While the climate related drivers of wildfire risk in the West can only be addressed through the required global mitigation actions, there are a number of solutions that are being applied locally for better adapting to the new reality. Chris pointed out four solutions in particular:
Managing for objectives and re-introducing broad-cast burning. “Because we are a living in fire ecology here in Colorado, we need to use fire more often than we do today. Indeed, we should use fire more often to benefit the environment, reduce fuel stock and reduce risks,” Chris O’Brien pointed out. In firefighter’s jargon, such broad-cast burning is called “managing for objectives”, meaning that fire is allowed to develop to meet specific objectives. For example, by loosely herding a fire towards an old fire scar, a fire can be kept in ground and better contained in intensity, instead of it becoming a full crown-fire.

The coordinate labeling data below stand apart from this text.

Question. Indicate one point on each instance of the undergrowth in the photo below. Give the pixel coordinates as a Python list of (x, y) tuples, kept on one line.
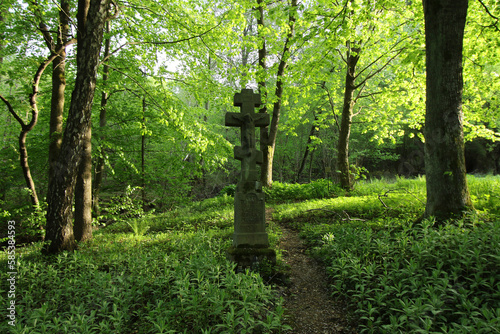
[(402, 277), (156, 274)]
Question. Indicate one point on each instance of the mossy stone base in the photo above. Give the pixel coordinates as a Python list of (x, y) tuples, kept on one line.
[(251, 258)]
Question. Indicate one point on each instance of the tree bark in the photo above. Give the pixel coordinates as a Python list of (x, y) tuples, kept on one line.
[(447, 191), (59, 230), (143, 152), (83, 192), (268, 136), (314, 130), (346, 181), (58, 88), (100, 164)]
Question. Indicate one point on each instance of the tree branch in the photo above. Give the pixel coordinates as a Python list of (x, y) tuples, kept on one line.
[(371, 75), (160, 42)]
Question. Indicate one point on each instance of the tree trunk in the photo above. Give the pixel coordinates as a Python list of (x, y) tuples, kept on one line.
[(23, 158), (59, 230), (346, 181), (83, 192), (268, 139), (58, 89), (447, 191), (307, 150), (143, 152), (264, 131), (100, 164)]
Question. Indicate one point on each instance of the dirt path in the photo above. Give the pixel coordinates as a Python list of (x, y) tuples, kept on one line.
[(307, 298)]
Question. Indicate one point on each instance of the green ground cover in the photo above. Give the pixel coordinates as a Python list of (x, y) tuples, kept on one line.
[(404, 277), (167, 272)]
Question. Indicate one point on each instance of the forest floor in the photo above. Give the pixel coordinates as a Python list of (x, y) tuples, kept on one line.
[(310, 307)]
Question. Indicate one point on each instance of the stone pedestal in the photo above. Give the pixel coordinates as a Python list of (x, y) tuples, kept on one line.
[(250, 220)]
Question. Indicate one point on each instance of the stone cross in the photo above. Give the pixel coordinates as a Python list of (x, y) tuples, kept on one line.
[(247, 119), (249, 205)]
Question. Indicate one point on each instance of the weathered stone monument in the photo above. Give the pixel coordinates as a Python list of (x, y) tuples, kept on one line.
[(250, 239)]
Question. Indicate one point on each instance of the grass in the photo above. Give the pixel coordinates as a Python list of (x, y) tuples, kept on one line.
[(134, 278), (168, 273), (403, 277)]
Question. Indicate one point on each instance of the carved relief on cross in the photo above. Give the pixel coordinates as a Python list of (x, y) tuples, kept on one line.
[(247, 120)]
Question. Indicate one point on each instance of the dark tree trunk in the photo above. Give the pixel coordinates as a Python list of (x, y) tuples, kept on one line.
[(59, 230), (143, 152), (99, 169), (58, 89), (346, 181), (314, 130), (264, 131), (83, 192), (447, 192), (23, 158), (268, 136)]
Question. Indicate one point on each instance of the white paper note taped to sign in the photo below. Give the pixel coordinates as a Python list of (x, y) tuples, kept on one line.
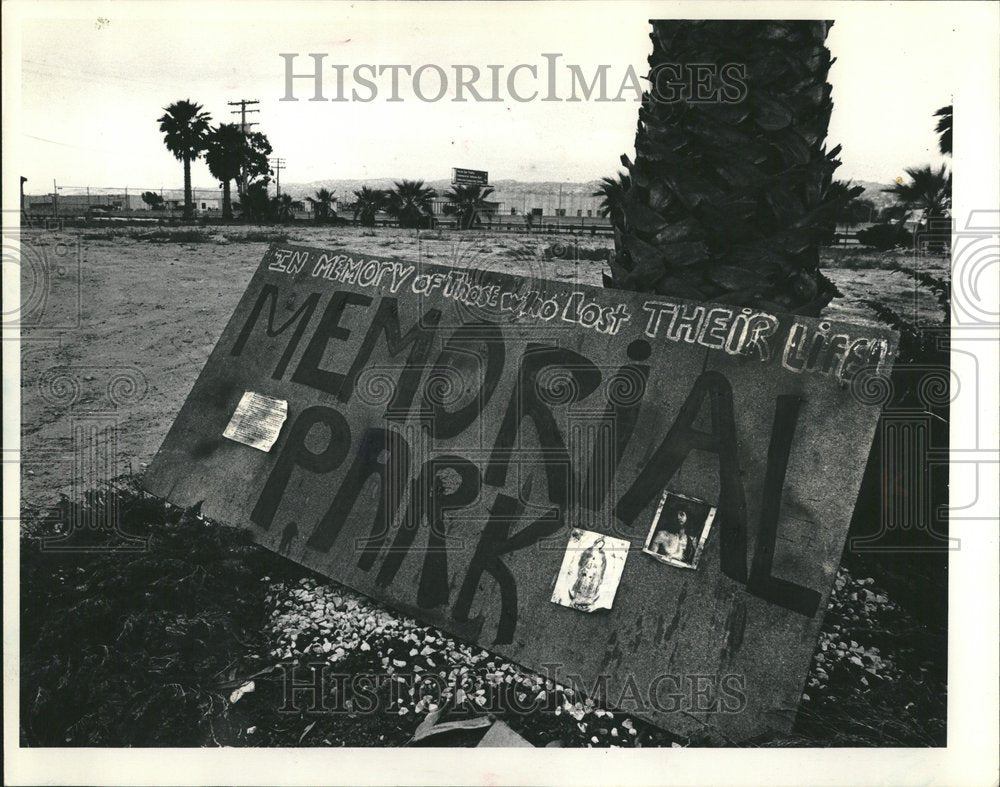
[(257, 421)]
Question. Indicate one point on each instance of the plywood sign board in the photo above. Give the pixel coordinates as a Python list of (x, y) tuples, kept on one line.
[(638, 494)]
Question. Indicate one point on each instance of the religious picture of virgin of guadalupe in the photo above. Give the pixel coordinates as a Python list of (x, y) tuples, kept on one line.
[(679, 530), (591, 570)]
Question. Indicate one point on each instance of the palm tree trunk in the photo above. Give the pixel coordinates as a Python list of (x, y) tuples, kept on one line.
[(727, 198), (188, 205)]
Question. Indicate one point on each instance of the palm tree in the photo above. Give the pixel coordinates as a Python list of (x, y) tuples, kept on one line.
[(231, 153), (943, 129), (613, 191), (468, 202), (410, 202), (224, 156), (185, 127), (929, 191), (323, 203), (282, 206), (368, 202), (727, 199)]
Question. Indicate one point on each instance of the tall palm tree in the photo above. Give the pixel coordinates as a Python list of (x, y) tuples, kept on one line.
[(929, 191), (410, 202), (231, 153), (467, 202), (282, 206), (224, 155), (613, 192), (323, 204), (185, 128), (368, 202), (943, 129), (728, 198)]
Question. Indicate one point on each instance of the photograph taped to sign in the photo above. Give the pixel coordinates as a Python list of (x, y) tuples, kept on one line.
[(257, 421), (590, 572), (679, 530)]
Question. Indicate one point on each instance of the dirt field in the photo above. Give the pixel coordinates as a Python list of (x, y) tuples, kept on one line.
[(117, 325)]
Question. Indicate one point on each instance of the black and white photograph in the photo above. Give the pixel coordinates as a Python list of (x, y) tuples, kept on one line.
[(679, 530), (387, 380)]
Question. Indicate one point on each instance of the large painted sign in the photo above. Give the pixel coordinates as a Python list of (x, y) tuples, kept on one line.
[(639, 494)]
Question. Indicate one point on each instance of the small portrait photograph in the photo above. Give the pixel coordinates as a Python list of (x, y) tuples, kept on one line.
[(679, 530), (591, 570)]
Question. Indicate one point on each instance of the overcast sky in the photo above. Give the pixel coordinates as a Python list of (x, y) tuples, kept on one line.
[(93, 86)]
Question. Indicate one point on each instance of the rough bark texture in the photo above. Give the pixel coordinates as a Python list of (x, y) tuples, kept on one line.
[(727, 197)]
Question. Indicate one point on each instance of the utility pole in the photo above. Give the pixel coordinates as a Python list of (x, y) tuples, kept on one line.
[(243, 103), (278, 164)]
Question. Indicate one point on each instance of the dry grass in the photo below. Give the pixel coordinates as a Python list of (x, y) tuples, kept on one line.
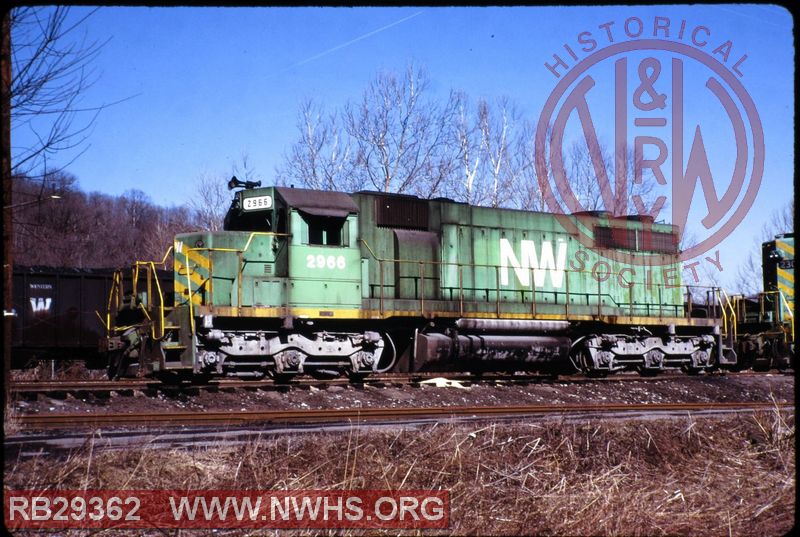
[(47, 370), (731, 476)]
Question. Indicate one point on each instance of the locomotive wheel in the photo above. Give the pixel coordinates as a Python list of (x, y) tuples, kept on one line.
[(691, 370)]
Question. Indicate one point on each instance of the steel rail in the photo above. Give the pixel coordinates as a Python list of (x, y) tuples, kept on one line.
[(389, 378), (75, 420)]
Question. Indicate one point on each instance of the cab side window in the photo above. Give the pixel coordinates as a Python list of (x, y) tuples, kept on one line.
[(326, 230)]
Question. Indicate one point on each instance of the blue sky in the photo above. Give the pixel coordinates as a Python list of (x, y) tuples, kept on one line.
[(207, 85)]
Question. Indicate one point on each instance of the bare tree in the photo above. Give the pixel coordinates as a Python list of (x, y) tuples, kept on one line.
[(321, 157), (211, 199), (749, 276), (526, 192), (51, 71), (497, 128), (467, 138), (585, 166), (402, 141)]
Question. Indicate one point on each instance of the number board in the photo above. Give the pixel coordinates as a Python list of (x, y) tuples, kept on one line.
[(256, 203)]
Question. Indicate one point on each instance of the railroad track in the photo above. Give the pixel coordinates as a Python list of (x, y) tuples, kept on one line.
[(349, 415), (95, 386)]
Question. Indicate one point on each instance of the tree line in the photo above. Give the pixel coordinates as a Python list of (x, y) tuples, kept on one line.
[(89, 229)]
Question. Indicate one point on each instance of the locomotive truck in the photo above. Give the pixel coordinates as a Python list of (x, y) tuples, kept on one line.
[(329, 283)]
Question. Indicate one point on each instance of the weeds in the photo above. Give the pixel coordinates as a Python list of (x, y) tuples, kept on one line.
[(731, 476)]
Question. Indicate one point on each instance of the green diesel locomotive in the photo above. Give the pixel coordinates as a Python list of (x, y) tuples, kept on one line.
[(329, 283)]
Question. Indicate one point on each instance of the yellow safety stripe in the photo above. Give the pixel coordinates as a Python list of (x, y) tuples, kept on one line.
[(787, 289), (354, 313), (786, 275), (196, 277), (199, 259)]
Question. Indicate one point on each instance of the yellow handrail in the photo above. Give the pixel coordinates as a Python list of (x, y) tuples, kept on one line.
[(721, 293), (785, 303)]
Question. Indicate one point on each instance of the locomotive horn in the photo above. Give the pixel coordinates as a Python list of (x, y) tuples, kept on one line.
[(236, 183)]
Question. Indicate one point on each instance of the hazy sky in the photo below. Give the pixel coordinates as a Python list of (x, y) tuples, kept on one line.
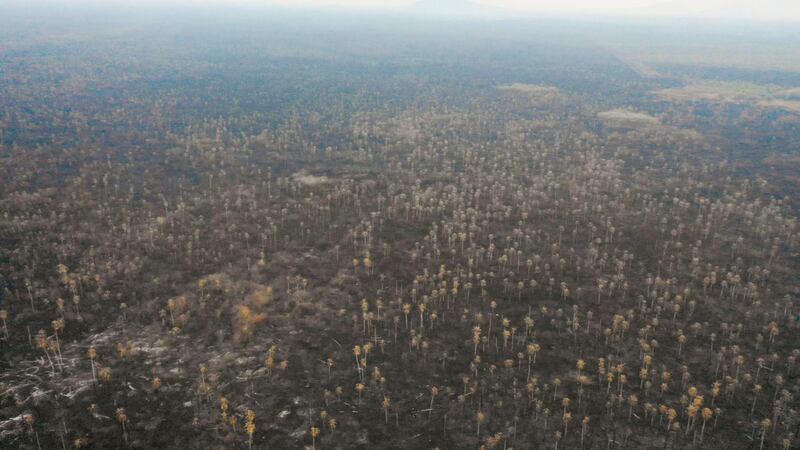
[(782, 10), (740, 9)]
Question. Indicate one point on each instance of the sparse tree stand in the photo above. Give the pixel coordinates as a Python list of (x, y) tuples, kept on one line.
[(314, 433), (122, 418), (92, 353), (28, 418), (250, 427), (4, 317), (766, 424)]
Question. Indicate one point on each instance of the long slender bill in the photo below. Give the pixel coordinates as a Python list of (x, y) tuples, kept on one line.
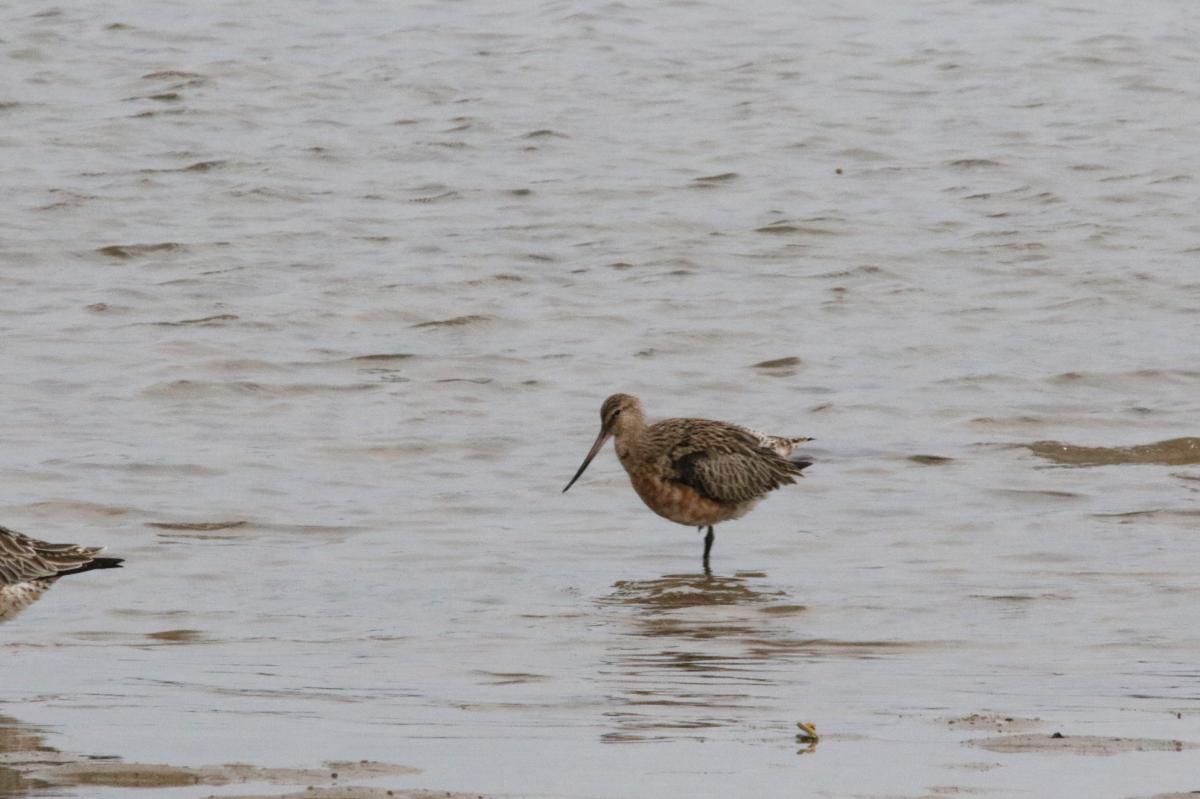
[(595, 448)]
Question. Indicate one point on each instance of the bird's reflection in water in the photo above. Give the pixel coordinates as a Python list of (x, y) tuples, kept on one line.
[(19, 738), (696, 656)]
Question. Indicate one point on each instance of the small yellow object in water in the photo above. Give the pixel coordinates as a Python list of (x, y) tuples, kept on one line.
[(808, 731)]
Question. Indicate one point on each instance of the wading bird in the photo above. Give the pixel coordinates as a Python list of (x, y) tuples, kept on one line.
[(28, 568), (694, 472)]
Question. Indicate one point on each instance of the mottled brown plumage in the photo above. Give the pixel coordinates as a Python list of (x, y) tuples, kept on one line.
[(28, 568), (694, 472)]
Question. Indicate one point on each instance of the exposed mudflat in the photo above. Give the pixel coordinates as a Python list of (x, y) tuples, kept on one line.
[(307, 312)]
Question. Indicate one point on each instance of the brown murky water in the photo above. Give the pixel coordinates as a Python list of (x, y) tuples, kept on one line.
[(309, 313)]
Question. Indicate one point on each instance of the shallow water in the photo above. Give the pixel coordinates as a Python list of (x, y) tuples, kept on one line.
[(309, 316)]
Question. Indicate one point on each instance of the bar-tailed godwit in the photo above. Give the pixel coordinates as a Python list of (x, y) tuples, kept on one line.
[(28, 568), (694, 472)]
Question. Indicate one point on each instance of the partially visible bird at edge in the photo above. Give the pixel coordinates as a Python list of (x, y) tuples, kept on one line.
[(695, 472), (28, 568)]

Education. Many people moving into the intermix come from cities and might not fully grasp what it means to live in a fire ecology. Living in a rural environment also means that rescue services may take a longer time to arrive on site. “We are doing our absolute best to protect people and private property, but sometimes we cannot meet the expectations of some people coming from the city, with the resources we have available.” By educating people about what it means to live in a fire ecology, how people can protect their property, a lot of risk vulnerability can be reduced. Doing so arguably requires that people collaborate with firefighters, take evacuation orders seriously and understand that living in a fire ecology might come with expensive investments in proper mitigation and construction techniques.
Technology and better modelling. Modern fire-fighting relies heavily on technology. For example, LIDAR technology helps better assess the size of fuel stock, drones and infra-red make fire detection much faster. With much more sophisticated fire risk models and analysis, the community has come a long way in understanding and anticipating fire behaviour. However, the improved data and information bears the risk of a double-edged sword, Chris mentioned, as it can lead to the above-mentioned trend of undoing the positive effects of a wildfire in a fire ecology.
Improved decision-making and partnerships. To make best use of improved information, broad-based collaboration and partnerships are essential. Doing so is not always easy, though. “There are so many different interests and stakeholders involved in managing for objective practices. We bring all the information back to the planners and authorities and decide collaboratively about the best approach in a specific situation.” Arguably, it is a balancing act to fight a fire or put it out. The immediate or more long-term consequences can be far-reaching.
Solutions such as those mentioned here are all intertwined. Their effectiveness is greatest, when they are applied in coordination, as part of a holistic firefighting plan adapted to local circumstances. “If we take dedicated action, both locally for adaptation and globally for mitigation, I believe that we can still leave a positive legacy and build a safer environment for future generations,” Chris said. But still, the new normal makes Chris nervous. “I have been a student of fire for a long time, but what I see now scares me. The intermix is growing each year, we have more political pressure to fight more fires, and climate change is working against.” Fire-fighters like Chris O’Brien have to deal with this new reality on a daily basis. They deliver an essential service to the public. But their jobs have become more dangerous.